In 1999, "Baby Geniuses" (PG), a laughless comedy about a crazed child psychologist (Kathleen Turner) aiming to decipher baby talk to prove its brilliance, earned horrible reviews. So naturally, they've made a sequel. Apart from Jon Voight, slumming and turning in a rather droll, if lonely, performance as the German-accented villain, the movie amounts to cynical, cutesy claptrap. This time, when the tots exchange big words and ideas with one another (when adults aren't watching) their punkin lips move more convincingly than in the first film. That's not much of an improvement. The amusement-park-ish sets, the slapstick and (very fake) martial arts mayhem and the tots themselves might offer a glimmer of entertainment for kids 8 to 10. The PG rating reflects talk of snatching orphans and a scene between a boy and his dying father. Voight plays Bill Biscane, a media mogul bent on world domination via a children's TV network. Stan and Jean Bobbins (Scott Baio and Vanessa Angel) run an upscale day-care center in Los Angeles and enter into partnership with him, not realizing his evil ways. It is their own toddler and all the diapered dynamos in their care who stop him. The babies get help from Kahuna (triplets Leo, Myles and Gerry Fitzgerald), a mythic figure who looks like a little kid, but fights like a kung-fu master.


True, it is formulaic and predictable, with bad jokes, baldly contrived tension and few truly scary bits, but "Anacondas" is kinda fun and many teens will enjoy the roller-coaster ride. Those with reptile or insect phobias should stay away, though, as the movie roils with gigantic (computer-generated, but convincing) man-eating anacondas. It doesn't overdo the gory bits, staying largely within PG-13 range. Huge snake jaws loom up from the river and grab at victims, but apart from sudden moves and occasional crunching sounds, very little of the killing occurs on camera. Other creepy critters include an alligator, a nasty spider and leeches. Corpses, skeletons, understated human violence, mild sexual innuendo and rare profanity also earn the rating.

The first "Anaconda" (PG-13, 1997) was set in the Amazon. This one follows a group of scientists and money mavens for a drug company into the jungles of Borneo in search of a rare orchid that may hold the key to an anti-aging serum. The hunky captain (Johnny Messner) of the boat they hire thinks the rainy season is a bad time to travel, but the lead scientist (Matthew Marsden) pays well. But nature pays back.

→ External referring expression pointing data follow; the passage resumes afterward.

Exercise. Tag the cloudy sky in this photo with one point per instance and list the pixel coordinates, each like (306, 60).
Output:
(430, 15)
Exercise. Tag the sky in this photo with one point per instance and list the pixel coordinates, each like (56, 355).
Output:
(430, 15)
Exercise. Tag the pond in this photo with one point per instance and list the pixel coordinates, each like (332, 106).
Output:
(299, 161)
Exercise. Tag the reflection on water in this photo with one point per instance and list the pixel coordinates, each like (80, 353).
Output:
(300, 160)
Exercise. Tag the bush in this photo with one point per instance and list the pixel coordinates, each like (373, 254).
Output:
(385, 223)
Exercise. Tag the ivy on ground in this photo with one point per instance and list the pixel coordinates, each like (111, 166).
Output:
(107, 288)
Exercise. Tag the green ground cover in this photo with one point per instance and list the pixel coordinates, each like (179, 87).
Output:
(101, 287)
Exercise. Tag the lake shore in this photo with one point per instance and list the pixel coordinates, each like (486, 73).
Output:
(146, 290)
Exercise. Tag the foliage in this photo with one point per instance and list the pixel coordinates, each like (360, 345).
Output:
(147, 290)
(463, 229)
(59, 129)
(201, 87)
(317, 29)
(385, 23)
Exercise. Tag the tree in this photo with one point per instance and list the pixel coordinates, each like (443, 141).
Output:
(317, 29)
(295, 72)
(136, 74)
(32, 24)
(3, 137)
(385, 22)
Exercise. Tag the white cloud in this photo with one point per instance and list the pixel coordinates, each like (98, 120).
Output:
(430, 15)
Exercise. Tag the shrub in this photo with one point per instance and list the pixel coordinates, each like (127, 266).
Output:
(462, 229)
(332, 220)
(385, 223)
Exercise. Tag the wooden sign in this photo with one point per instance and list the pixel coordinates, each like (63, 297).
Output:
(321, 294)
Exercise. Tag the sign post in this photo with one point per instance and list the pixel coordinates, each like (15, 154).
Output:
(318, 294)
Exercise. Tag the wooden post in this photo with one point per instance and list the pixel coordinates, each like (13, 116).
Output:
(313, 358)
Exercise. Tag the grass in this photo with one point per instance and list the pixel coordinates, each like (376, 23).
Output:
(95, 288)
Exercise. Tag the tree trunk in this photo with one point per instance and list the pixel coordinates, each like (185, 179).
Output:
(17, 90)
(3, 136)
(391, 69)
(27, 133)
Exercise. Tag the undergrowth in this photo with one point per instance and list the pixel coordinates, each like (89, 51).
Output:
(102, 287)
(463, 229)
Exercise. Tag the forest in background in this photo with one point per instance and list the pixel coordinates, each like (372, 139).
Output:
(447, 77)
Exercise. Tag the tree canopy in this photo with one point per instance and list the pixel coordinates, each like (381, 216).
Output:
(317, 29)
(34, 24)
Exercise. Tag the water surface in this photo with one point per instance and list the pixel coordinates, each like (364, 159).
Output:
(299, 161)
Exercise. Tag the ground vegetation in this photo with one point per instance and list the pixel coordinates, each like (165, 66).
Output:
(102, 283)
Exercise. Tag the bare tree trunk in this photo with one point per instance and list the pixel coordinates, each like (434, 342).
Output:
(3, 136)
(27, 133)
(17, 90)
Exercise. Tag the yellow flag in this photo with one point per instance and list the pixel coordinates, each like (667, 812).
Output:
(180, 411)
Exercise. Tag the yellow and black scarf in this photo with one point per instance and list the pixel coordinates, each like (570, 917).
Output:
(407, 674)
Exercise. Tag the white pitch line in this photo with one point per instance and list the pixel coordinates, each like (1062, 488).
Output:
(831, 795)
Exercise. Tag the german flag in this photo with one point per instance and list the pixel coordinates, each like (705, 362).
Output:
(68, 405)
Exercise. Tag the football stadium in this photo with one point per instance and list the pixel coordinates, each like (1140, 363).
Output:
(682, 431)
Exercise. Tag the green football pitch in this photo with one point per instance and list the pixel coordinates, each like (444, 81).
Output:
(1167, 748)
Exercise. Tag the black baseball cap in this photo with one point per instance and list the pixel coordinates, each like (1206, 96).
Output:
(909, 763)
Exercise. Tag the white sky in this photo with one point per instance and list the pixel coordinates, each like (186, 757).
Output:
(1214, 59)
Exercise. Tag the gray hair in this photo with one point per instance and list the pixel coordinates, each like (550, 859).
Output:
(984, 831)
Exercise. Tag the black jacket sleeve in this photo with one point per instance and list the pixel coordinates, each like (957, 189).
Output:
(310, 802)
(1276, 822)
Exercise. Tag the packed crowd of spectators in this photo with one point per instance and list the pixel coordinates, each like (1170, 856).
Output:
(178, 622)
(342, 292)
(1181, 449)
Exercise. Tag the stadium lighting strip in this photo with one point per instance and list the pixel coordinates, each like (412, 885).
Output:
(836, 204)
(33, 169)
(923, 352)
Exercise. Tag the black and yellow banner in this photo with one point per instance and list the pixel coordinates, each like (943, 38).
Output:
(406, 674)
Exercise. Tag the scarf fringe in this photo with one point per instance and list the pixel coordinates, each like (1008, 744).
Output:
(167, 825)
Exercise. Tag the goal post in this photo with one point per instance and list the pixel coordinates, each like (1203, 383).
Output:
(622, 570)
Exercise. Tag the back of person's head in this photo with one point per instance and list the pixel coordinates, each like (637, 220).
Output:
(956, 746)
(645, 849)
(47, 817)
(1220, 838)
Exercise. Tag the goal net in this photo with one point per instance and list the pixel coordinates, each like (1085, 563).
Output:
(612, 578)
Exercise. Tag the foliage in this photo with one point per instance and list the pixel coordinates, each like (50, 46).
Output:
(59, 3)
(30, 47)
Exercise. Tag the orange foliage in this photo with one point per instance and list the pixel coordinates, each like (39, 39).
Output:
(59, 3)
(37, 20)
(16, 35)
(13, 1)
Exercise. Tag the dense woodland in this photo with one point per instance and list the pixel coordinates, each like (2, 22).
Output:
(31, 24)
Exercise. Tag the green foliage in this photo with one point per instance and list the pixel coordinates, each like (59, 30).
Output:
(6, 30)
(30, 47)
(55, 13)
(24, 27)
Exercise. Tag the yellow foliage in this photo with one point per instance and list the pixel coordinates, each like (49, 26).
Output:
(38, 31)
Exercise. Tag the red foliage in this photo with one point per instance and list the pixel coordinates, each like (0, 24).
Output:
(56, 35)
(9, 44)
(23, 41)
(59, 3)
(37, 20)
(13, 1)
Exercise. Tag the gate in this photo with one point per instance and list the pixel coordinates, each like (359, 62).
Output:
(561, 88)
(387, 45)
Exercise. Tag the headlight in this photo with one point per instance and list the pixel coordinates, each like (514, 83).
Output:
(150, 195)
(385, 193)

MEAN CREEK (R, 87 minutes)

A group of friends trick a school bully into going on a boat trip with them and then exact revenge. But the humiliating practical joke they plan turns tragic in this absorbing, well-played, though self-consciously profane drama about immature judgment and moral choices. Rated R for the strong, crude and explicit sexual language and curses the characters hurl at one another, "Mean Creek" isn't appropriate for kids under high school age. This is a pity, because the story explores bullying and the way misguided older kids can lead younger ones astray. Middle school and high-school-age characters smoke pot and cigarettes and drink beer, sometimes while driving. One older teen exposes his privates on a dare (we see only his behind). The film contains homophobic slurs, muted violence and a graphic verbal description of a parent's suicide.

Set in a blue-collar Oregon town, the film begins as obnoxious George (Josh Peck) beats up Sam (excellent Rory Culkin) in middle school. Sam tells his older brother Rocky (Trevor Morgan), who tells his pals (Ryan Kelley and Scott Mechlowicz). They concoct the scheme. Sam's girlfriend, Millie (Carly Schroeder), objects, and Sam begs the boys to drop it, but fate intervenes.